El maestro Víctor Puebla no era dogmático ni
pendenciero en materia de convicciones artísticas. Respetaba y admiraba a los
grandes dramaturgos que han seguido y siguen caminos diferentes y hasta
opuestos al suyo; no despreciaba el genio de quienes prefieren abordar
problemas de innegable hondura filosófica, religiosa, ética e incluso política,
pero que preocupan sólo a pequeñas élites intelectuales que gustan de
reflexionar sobre las causas últimas y los primeros principios de la conducta,
de la existencia y de la felicidad humanas, pero en términos de una comprensión
y contemplación intelectual puras, un poco al estilo de los primeros escritos
de Aristóteles. Ni siquiera criticaba a quienes, dando un poco de lado al
problema del contenido esencial del teatro, centran todo su poder creador en
idear un lenguaje nuevo, nuevas formas de expresión, nuevos recursos formales
para decir lo que sienten o piensan, con absoluta indiferencia respecto a si
tal lenguaje, tales nuevas formas expresivas, son accesibles o no a los grandes
públicos, o siquiera a los aficionados de medio pelo que suelen llenar los
teatros del mundo. A todos entendía, respetaba y aplaudía; pero él, el maestro
Víctor Puebla, sólo llevaba a escena obras que reflejaran, y además con la
mayor claridad y sencillez posibles, los problemas de los desheredados de la
tierra. Quería que, gracias a su teatro, la gente tomara conciencia de su
situación y de la injusticia intrínseca que en ella se encierra. De ahí su
devoción casi religiosa por Moliere, por Darío Fo, por los dramaturgos
mexicanos como Rodolfo Usigli o Emilio Carballido, sólo por mencionar a algunos
de los grandes del teatro sobre los que conversé alguna vez con él.

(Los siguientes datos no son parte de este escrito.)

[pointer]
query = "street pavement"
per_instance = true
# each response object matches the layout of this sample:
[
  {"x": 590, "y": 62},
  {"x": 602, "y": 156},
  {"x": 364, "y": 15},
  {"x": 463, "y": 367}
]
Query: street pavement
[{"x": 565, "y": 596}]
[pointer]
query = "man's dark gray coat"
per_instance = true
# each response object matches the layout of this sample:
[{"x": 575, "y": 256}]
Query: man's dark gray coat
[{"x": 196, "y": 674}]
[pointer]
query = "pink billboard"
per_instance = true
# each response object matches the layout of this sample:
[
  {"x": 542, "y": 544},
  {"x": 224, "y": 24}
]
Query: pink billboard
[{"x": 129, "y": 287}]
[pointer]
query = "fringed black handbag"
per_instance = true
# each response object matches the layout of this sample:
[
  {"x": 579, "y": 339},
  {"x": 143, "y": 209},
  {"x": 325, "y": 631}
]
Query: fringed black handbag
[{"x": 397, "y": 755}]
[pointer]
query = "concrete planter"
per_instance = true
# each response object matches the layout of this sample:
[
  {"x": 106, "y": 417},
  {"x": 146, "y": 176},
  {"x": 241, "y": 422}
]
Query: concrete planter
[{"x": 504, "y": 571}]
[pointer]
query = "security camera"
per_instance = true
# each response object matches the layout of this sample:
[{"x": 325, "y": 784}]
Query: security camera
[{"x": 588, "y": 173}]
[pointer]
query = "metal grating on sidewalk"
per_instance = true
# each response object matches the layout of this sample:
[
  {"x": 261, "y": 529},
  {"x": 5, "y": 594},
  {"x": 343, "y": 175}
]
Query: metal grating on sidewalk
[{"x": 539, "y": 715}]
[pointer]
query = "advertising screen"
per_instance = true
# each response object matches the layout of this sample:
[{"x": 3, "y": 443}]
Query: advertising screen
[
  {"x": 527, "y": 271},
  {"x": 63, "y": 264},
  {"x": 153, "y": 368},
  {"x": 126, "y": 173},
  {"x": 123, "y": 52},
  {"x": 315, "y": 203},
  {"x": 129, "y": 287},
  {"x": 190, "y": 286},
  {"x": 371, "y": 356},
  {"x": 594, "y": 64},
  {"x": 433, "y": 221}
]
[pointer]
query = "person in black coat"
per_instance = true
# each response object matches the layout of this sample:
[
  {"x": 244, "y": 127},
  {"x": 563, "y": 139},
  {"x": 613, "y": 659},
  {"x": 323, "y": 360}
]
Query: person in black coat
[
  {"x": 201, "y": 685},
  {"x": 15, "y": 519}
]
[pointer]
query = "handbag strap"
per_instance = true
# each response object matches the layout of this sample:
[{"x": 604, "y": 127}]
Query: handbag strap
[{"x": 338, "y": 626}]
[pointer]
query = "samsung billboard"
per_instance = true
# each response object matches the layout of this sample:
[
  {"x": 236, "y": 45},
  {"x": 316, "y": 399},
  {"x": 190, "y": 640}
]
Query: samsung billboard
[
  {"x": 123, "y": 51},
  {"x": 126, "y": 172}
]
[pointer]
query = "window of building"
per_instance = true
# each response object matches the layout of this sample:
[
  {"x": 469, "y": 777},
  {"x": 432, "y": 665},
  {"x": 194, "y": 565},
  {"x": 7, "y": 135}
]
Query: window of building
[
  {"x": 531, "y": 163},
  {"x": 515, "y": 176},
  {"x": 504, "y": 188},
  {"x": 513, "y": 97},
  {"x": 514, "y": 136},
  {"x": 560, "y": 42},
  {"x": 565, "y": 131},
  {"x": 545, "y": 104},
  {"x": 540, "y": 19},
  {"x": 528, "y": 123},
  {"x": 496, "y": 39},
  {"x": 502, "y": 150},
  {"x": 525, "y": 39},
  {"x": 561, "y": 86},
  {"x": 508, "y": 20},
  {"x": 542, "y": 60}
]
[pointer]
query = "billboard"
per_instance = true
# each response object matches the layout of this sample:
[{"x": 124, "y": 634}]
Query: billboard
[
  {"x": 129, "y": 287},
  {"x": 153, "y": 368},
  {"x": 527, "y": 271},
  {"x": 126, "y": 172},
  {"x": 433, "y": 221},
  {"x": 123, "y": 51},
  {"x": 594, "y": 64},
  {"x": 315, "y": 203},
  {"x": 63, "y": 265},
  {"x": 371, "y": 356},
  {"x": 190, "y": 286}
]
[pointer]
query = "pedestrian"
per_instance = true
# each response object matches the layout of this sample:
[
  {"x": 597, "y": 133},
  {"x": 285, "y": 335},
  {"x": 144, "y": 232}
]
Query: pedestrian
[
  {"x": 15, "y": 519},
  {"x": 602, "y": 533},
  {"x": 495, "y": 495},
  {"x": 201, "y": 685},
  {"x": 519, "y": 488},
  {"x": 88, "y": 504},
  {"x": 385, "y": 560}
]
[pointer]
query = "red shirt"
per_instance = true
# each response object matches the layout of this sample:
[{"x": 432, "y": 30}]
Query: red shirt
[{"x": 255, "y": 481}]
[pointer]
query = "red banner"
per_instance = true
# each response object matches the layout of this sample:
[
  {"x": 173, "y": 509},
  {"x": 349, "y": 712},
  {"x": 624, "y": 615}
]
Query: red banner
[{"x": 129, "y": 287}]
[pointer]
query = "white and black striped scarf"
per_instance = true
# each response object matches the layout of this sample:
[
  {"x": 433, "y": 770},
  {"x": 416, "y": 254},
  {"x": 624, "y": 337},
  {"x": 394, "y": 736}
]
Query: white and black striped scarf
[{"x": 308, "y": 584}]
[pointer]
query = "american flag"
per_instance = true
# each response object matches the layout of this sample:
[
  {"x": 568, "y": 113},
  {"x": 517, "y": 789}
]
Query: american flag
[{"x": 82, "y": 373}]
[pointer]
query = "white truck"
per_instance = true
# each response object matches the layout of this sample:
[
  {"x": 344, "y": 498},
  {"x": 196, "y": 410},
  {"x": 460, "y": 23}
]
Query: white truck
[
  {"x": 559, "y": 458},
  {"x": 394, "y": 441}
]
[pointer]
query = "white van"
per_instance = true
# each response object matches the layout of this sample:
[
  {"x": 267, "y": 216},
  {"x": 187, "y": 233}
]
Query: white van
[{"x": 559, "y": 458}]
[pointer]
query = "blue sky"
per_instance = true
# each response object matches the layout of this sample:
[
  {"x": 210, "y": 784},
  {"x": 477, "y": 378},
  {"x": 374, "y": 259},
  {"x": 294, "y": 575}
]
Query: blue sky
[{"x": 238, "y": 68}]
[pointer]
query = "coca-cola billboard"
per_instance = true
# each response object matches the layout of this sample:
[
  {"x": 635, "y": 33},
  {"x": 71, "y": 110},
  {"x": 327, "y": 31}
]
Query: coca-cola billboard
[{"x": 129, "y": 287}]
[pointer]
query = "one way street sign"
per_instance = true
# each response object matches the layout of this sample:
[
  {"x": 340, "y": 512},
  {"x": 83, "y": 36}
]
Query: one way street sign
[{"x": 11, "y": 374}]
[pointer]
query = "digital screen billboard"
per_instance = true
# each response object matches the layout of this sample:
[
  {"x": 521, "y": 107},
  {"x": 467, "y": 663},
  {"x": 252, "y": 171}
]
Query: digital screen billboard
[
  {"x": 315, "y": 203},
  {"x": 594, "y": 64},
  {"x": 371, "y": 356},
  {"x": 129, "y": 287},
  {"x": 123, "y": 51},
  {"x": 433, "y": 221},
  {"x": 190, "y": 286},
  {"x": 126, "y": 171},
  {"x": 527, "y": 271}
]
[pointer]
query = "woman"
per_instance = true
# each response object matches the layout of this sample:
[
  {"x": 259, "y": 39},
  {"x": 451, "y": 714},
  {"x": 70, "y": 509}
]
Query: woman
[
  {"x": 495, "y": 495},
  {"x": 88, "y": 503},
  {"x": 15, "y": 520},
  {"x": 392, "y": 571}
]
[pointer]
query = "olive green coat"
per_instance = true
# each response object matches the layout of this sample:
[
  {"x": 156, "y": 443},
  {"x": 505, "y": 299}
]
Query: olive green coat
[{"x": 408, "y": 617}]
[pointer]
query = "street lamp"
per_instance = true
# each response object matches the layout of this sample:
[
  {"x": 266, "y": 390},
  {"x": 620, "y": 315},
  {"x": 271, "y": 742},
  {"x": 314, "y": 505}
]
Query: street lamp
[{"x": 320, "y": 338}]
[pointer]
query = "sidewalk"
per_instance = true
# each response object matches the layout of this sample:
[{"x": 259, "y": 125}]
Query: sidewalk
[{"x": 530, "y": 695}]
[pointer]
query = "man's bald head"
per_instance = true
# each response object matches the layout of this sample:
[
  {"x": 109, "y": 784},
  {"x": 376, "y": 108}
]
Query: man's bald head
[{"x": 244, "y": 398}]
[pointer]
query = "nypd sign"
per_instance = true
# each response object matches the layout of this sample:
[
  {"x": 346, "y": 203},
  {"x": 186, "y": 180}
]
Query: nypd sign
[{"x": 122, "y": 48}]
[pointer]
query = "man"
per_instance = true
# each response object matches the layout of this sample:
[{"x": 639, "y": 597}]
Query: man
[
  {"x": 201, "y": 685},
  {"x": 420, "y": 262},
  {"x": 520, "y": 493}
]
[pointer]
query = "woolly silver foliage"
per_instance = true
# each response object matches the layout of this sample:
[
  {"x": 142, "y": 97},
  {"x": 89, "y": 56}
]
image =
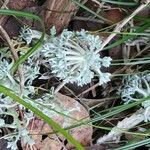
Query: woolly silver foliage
[{"x": 73, "y": 57}]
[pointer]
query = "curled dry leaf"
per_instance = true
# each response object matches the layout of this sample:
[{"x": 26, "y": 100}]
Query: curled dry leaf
[{"x": 39, "y": 129}]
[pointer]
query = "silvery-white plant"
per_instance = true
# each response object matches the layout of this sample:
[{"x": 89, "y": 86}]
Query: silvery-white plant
[
  {"x": 73, "y": 56},
  {"x": 135, "y": 88},
  {"x": 8, "y": 107}
]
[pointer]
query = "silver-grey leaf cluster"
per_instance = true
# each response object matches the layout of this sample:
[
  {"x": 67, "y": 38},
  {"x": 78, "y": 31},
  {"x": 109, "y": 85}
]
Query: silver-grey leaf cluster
[{"x": 73, "y": 56}]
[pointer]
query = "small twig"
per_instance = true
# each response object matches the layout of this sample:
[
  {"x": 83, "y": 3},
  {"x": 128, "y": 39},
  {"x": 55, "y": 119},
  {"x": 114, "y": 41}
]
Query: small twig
[{"x": 122, "y": 24}]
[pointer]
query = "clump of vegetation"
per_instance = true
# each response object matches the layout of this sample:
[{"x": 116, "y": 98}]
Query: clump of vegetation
[{"x": 109, "y": 63}]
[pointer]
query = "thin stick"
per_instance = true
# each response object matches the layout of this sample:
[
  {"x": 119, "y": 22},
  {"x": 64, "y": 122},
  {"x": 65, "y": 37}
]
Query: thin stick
[{"x": 122, "y": 24}]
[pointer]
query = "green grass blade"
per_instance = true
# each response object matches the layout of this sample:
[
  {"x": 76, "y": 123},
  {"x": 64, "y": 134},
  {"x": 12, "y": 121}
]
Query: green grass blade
[
  {"x": 121, "y": 3},
  {"x": 89, "y": 10},
  {"x": 111, "y": 112},
  {"x": 8, "y": 92},
  {"x": 127, "y": 37},
  {"x": 134, "y": 145},
  {"x": 39, "y": 42}
]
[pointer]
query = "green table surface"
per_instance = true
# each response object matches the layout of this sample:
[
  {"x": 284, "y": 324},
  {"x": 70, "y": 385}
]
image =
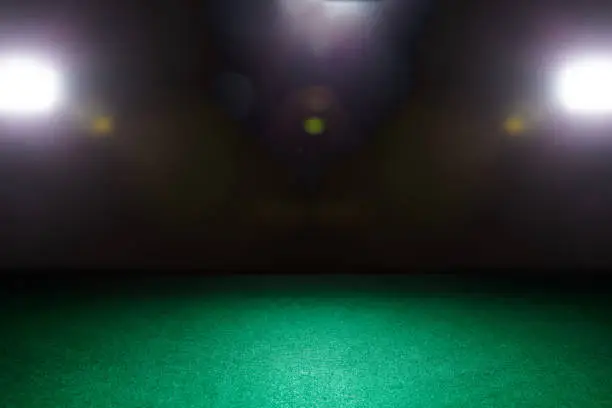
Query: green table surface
[{"x": 275, "y": 347}]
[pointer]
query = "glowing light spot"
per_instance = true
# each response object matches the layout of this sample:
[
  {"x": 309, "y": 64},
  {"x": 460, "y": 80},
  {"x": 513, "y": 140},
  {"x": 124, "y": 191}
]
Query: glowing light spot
[
  {"x": 314, "y": 126},
  {"x": 514, "y": 126}
]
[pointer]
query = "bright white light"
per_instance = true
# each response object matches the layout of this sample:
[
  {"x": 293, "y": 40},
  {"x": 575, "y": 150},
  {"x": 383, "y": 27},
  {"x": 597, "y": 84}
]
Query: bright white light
[
  {"x": 28, "y": 87},
  {"x": 585, "y": 87},
  {"x": 346, "y": 10}
]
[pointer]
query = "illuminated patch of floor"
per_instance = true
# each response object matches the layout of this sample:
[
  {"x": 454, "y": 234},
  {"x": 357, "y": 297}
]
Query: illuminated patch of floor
[{"x": 278, "y": 348}]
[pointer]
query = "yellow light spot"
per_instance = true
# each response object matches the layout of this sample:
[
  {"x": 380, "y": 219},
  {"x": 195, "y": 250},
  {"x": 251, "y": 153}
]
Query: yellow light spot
[
  {"x": 314, "y": 126},
  {"x": 103, "y": 125},
  {"x": 514, "y": 126}
]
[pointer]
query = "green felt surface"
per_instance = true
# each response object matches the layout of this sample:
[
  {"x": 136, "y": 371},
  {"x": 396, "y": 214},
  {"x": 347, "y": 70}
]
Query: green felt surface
[{"x": 279, "y": 350}]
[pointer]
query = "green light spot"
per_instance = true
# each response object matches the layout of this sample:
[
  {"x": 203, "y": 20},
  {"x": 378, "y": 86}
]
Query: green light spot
[{"x": 314, "y": 126}]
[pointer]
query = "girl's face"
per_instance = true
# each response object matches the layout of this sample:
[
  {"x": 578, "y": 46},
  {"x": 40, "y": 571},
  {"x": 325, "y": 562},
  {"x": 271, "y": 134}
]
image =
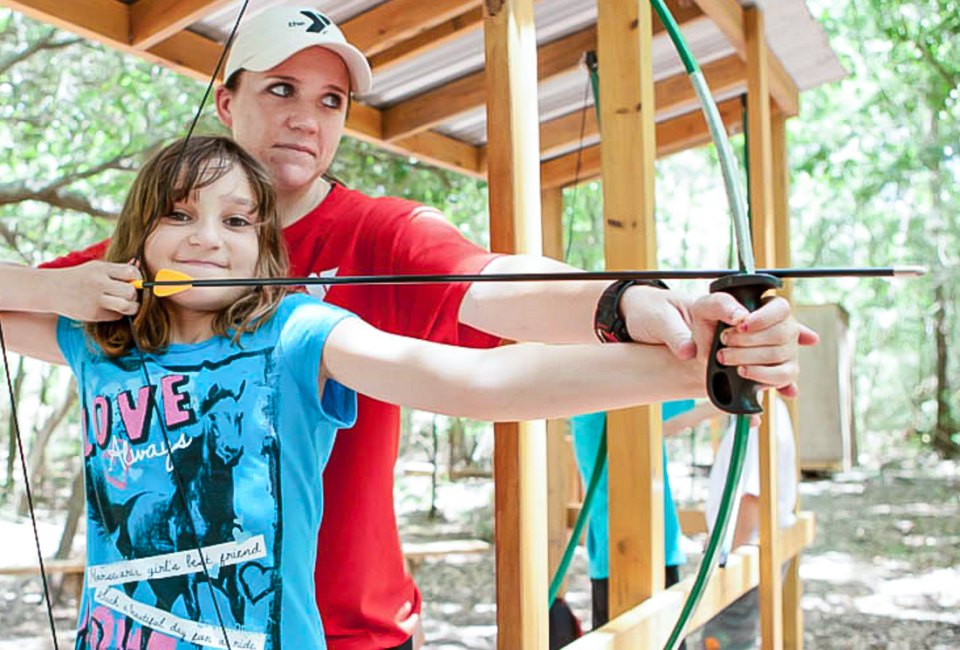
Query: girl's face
[
  {"x": 290, "y": 117},
  {"x": 212, "y": 233}
]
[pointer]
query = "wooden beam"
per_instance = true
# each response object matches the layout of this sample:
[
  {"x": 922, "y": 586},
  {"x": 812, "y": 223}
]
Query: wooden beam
[
  {"x": 648, "y": 625},
  {"x": 104, "y": 21},
  {"x": 195, "y": 56},
  {"x": 394, "y": 21},
  {"x": 153, "y": 21},
  {"x": 551, "y": 226},
  {"x": 466, "y": 93},
  {"x": 674, "y": 135},
  {"x": 434, "y": 37},
  {"x": 514, "y": 199},
  {"x": 628, "y": 151},
  {"x": 728, "y": 16},
  {"x": 762, "y": 222},
  {"x": 672, "y": 93}
]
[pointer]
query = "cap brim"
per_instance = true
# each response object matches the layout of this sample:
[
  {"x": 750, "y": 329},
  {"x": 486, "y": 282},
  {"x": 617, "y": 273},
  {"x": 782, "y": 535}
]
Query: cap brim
[{"x": 361, "y": 77}]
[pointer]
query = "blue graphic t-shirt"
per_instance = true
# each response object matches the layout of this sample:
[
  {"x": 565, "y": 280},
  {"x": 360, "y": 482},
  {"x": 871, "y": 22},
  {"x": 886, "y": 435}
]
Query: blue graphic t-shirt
[
  {"x": 250, "y": 435},
  {"x": 586, "y": 431}
]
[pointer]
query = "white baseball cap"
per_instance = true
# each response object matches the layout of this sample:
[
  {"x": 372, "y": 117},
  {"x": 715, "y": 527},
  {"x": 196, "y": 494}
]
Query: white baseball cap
[{"x": 270, "y": 38}]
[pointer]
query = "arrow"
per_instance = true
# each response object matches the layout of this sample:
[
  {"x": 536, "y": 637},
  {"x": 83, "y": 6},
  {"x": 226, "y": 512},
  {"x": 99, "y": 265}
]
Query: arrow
[{"x": 168, "y": 282}]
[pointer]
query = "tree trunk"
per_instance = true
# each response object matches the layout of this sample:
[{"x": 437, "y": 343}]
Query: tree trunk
[
  {"x": 38, "y": 448},
  {"x": 11, "y": 433},
  {"x": 946, "y": 425}
]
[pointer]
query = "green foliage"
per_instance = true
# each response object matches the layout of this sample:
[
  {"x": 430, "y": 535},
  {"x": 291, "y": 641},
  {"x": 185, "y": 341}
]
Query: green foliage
[
  {"x": 875, "y": 182},
  {"x": 75, "y": 120}
]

Fue precisamente esta posición humanista, de hombre
bueno además de artista, lo que hizo, casi de manera natural, que se
encontraran, se entendieran y comenzaran a marchar juntos, el gran Víctor
Puebla y el Movimiento Antorchista Nacional, a través de su Comisión Nacional
Cultural a cuya cabeza se encuentran dos enamorados del teatro y de la cultura
en general: el ingeniero Juan Manuel Celis Aguirre y la doctora Soraya Córdova.
Juntos, en plena sintonía, con absoluta coincidencia en propósitos, metas y
métodos, fundaron la Compañía Nacional de Teatro del Movimiento Antorchista a
la que el maestro Víctor Puebla consagró, casi enteramente, los últimos años de
su fecunda vida. Grandes y trascendentes fueron los logros de esta compañía; gracias
a ella y a su ilustre director, miles, sí, miles de humildes campesinos,
colonos, obreros y estudiantes, supieron lo que es el teatro, presenciaron por
primera vez en su vida una obra de teatro y se rieron a mandíbula batiente,
reflexionaron seriamente sobre sus problemas o derramaron lágrimas sinceras
ante tragedias que para ellos eran más reales y más fuertes por haberlas vivido
o conocido de cerca.
Víctor Puebla se ha ido. El frente cultural
antorchista ha sufrido con ello un golpe terrible del que sólo lo podrán sacar
la tenacidad, el apoyo de quienes se benefician con su trabajo y el ejemplo,
siempre vivo y fecundo, del maestro, del amigo caído. Se dice, y yo creo que es
cierto, que la única inmortalidad posible a que puede aspirar un hombre es su
permanencia eterna en el recuerdo de quienes lo conocieron y amaron; que un
hombre sólo muere del todo cuando lo cubre en forma definitiva, como pesada
lápida que ya nadie puede remover jamás, el olvido absoluto de sus
contemporáneos y de las generaciones venideras. Si esto es cierto, Víctor
Puebla ha conquistado de pleno derecho la inmortalidad; vivirá mientras quede
vivo uno solo de los antorchistas a quienes consagró su vida. Lo afirmo sin
rastro de sentimentalismo barato ni demagogia de circunstancias.
Este modesto artículo forma parte del monumento
hecho de recuerdos que los antorchistas hemos levantado sobre su tumba.